Objective of Class:
- How to analyze transactions for accounting purposes.
- You will understand the double-entry framework.
- You will understand financial statements.
- How to construct financial statements and the closing process.
- You will understand accounting for service businesses.
At the conclusion of this class, you should be able to:
- Recognize and use basic accounting language when communicating with business professionals.
- Appreciate the different types of accounting–service, payroll, and merchandise.
- View accounting as an integral, but not isolated, part of any successful enterprise, business, or otherwise.
- Understand that success in accounting, like every other field, is not an accident. It requires thought, planning, and hard work, usually as part of a team.
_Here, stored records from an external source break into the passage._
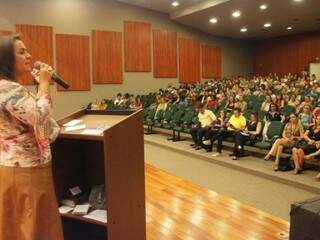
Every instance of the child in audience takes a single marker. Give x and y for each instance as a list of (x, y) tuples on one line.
[(237, 122), (206, 118), (292, 133)]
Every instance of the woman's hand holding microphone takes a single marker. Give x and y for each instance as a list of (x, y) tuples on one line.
[(43, 77)]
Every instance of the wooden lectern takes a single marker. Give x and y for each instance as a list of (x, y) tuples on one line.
[(116, 159)]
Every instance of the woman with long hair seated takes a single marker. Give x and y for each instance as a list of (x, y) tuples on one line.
[(272, 115), (312, 138), (219, 125), (293, 132), (251, 132)]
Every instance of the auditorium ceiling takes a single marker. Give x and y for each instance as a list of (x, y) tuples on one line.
[(251, 19)]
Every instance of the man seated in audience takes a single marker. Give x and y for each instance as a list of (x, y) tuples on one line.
[(206, 118), (161, 106), (237, 122), (219, 125), (306, 117), (118, 101), (251, 133), (292, 133), (240, 103), (272, 115)]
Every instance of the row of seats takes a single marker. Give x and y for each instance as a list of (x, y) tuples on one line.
[(181, 119)]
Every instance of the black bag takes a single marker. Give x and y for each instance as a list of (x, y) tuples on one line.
[(97, 198), (285, 164)]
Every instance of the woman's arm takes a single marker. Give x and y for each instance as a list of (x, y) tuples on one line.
[(28, 109), (258, 129)]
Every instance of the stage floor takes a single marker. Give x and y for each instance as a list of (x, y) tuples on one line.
[(178, 209)]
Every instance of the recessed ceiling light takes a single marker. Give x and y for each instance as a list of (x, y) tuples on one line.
[(213, 20), (267, 25), (236, 14), (175, 4), (263, 6)]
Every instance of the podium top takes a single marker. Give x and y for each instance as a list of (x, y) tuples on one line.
[(91, 125)]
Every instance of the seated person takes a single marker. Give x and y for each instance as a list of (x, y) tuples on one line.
[(272, 115), (240, 103), (312, 155), (161, 106), (306, 117), (137, 102), (118, 101), (237, 122), (220, 123), (265, 106), (230, 104), (250, 133), (311, 139), (293, 132), (280, 101), (206, 118)]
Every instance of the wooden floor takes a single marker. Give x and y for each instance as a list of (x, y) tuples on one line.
[(178, 209)]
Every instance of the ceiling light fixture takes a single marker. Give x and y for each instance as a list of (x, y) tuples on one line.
[(267, 25), (213, 20), (236, 14), (263, 6), (175, 4)]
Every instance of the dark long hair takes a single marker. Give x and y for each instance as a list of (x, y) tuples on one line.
[(7, 58)]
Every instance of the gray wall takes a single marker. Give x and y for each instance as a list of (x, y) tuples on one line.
[(81, 16)]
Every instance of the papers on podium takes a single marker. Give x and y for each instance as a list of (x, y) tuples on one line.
[(98, 215)]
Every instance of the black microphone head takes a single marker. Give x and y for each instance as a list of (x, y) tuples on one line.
[(37, 65)]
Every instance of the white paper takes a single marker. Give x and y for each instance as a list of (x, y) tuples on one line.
[(81, 209), (75, 190), (72, 123), (98, 215), (65, 209), (92, 131), (74, 128)]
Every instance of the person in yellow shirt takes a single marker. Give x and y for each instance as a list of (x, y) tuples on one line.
[(206, 119), (236, 123)]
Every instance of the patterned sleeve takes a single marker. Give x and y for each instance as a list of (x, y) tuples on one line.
[(21, 104)]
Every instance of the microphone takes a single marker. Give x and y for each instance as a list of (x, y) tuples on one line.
[(54, 77)]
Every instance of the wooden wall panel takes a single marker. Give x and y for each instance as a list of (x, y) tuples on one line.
[(107, 57), (72, 52), (5, 33), (39, 42), (286, 54), (211, 61), (164, 54), (189, 60), (137, 43)]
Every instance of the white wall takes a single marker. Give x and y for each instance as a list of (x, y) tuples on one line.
[(81, 16)]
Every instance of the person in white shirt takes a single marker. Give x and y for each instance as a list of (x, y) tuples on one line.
[(118, 101), (206, 119)]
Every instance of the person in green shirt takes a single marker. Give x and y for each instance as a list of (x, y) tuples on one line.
[(236, 123)]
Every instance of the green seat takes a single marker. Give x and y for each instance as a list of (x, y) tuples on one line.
[(194, 121), (158, 117), (274, 131), (165, 123), (145, 113), (287, 110), (150, 116)]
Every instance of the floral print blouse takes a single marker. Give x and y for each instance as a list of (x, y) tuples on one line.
[(24, 120)]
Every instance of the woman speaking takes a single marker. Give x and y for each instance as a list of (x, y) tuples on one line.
[(28, 205)]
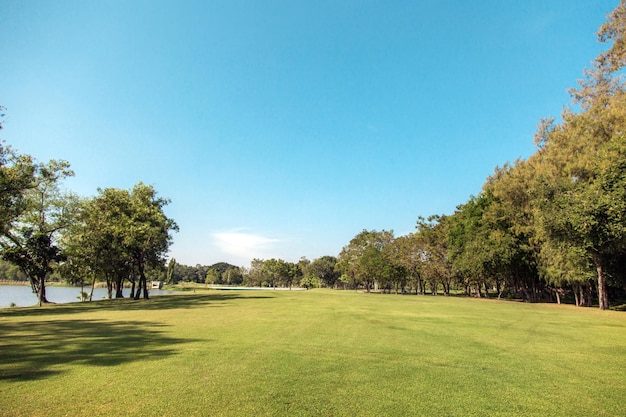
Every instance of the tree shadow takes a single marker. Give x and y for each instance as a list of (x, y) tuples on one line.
[(36, 349), (159, 302)]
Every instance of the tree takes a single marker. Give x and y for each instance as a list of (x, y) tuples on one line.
[(120, 235), (148, 235), (171, 265), (31, 241), (323, 269), (363, 261), (407, 253), (432, 234)]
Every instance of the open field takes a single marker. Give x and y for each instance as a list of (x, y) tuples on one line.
[(311, 353)]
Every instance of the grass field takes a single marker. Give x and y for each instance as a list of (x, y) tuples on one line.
[(314, 353)]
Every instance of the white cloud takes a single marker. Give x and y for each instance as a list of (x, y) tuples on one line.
[(244, 246)]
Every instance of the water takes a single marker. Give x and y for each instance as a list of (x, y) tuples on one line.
[(22, 296)]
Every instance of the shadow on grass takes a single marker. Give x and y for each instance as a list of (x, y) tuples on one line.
[(159, 302), (35, 349)]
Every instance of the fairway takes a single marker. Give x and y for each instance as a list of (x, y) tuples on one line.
[(311, 353)]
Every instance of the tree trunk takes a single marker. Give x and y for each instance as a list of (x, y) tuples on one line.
[(42, 292), (603, 297)]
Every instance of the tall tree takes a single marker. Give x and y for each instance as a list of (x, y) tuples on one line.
[(323, 269), (31, 241), (363, 261)]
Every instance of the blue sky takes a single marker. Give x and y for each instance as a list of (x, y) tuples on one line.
[(284, 128)]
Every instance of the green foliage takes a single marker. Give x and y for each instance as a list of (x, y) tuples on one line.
[(312, 353)]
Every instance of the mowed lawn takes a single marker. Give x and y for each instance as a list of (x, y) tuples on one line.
[(311, 353)]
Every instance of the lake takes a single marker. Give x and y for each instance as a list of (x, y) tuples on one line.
[(22, 296)]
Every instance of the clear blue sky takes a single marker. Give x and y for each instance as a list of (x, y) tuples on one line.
[(283, 128)]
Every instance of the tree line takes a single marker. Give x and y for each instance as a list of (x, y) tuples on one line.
[(544, 228), (550, 226), (116, 236)]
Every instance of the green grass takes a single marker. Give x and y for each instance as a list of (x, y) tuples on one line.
[(315, 353)]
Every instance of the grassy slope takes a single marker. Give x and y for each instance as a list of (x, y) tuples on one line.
[(315, 353)]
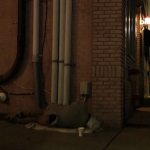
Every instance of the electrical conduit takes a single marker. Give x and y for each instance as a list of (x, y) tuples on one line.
[(36, 57), (54, 81), (67, 55), (61, 50)]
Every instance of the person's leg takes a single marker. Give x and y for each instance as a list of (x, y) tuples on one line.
[(31, 113), (24, 120)]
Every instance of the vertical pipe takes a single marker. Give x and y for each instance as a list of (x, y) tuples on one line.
[(61, 50), (36, 59), (55, 52), (67, 52)]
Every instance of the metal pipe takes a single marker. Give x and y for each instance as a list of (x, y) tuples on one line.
[(36, 57), (54, 80), (67, 52), (61, 50)]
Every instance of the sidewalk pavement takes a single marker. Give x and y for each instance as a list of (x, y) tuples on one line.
[(17, 137), (134, 136)]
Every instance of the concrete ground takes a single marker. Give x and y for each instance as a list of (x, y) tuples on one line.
[(134, 136), (136, 133), (18, 137)]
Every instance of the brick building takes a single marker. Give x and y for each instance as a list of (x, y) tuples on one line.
[(107, 51)]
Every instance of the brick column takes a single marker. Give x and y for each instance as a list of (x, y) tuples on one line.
[(107, 58)]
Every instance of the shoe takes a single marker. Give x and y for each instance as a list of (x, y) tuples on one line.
[(20, 115), (9, 118)]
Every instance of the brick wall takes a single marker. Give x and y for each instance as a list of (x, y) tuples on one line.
[(107, 57)]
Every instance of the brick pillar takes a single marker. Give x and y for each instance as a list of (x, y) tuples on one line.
[(107, 58)]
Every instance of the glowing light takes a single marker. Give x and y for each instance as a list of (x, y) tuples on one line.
[(147, 20)]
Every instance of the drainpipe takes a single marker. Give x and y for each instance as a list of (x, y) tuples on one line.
[(36, 57), (67, 52), (55, 52), (61, 50)]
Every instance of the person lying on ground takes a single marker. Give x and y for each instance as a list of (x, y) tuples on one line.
[(63, 116)]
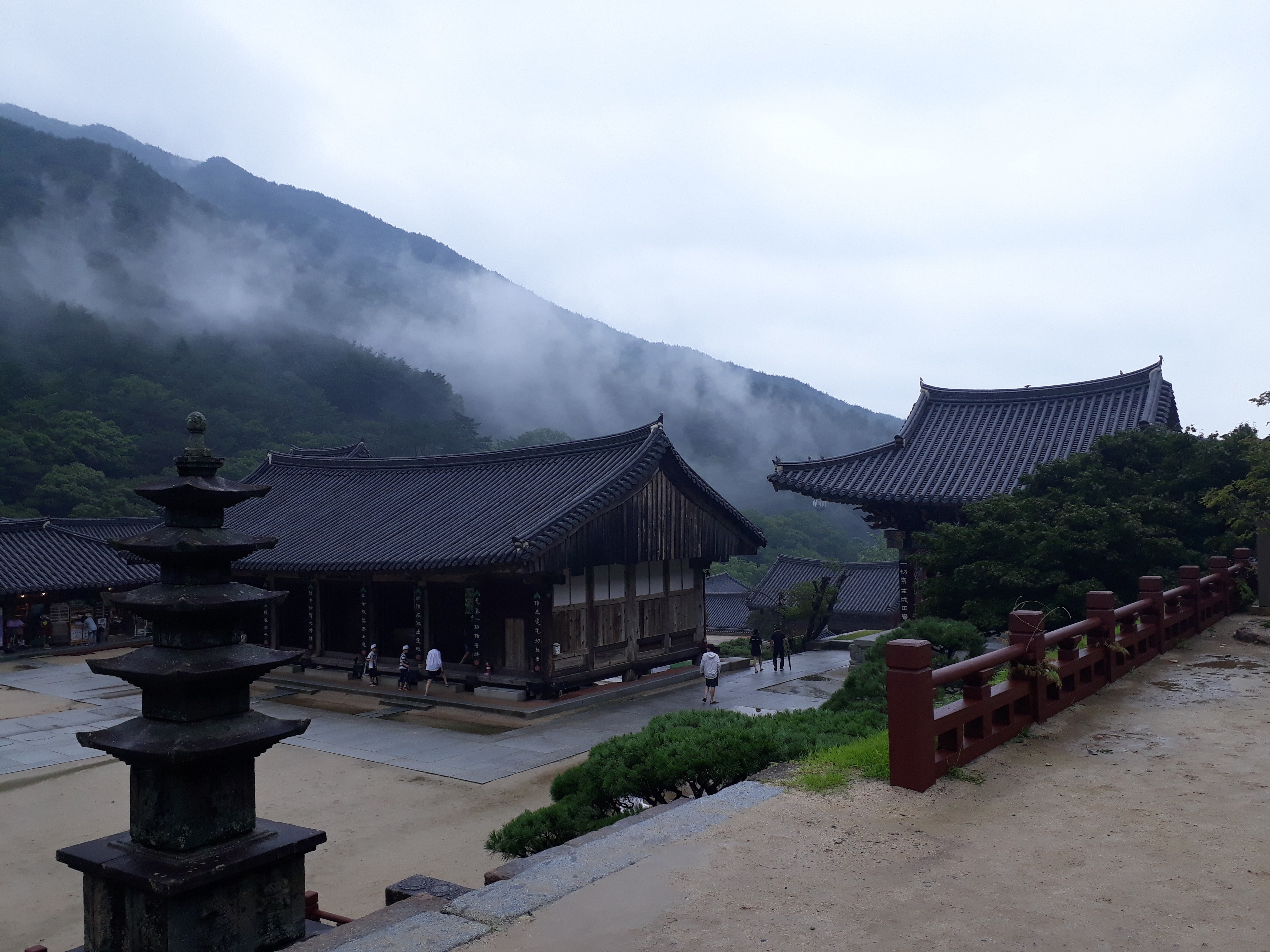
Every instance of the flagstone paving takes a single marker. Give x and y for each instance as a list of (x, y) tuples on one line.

You will be assessed using:
- problem sets and exams
- small group work and/or presentations
- written assignments
- attendance and class participation
Academic integrity is a key issue in any class. Each student is expected to do his or her own work, and all current student honesty policies will be in effect. Cheating in any form (including plagaiarism) is a subset of theft and will not be tolerated. Any student caught cheating will be given a zero for that work and I will inform the Dean of Student Development of this violation of college policy.
- Classroom Behavior:
- Please turn off all cell phones, pagers, etc.
- Please behave in a mature, adult fashion. Inconsiderate and rude or disruptive behavior will not be tolerated; this isn’t high school.
- Everyone is late occasionally. Please don’t make it habitual.
Other Important Comments:
- READ THE BOOK
- You are allowed four absences:
- 5 absences–course grade = C
- 6 absences–course grade = D
- 7 absences–course grade = F
- No extra credit or late work is accepted. This ensures equality for every student. Make-ups are recorded at 75% of earned grade–given at my convenience and discretion. Discretion means you are not entitled to a make-up. This ensures equality for every student.
- A sign in the Math Department at Colorade State University states:
- People remember 10% of what they hear
- People remember 50% of what they hear and see.
- People remember 90% of what they hear, see, and do.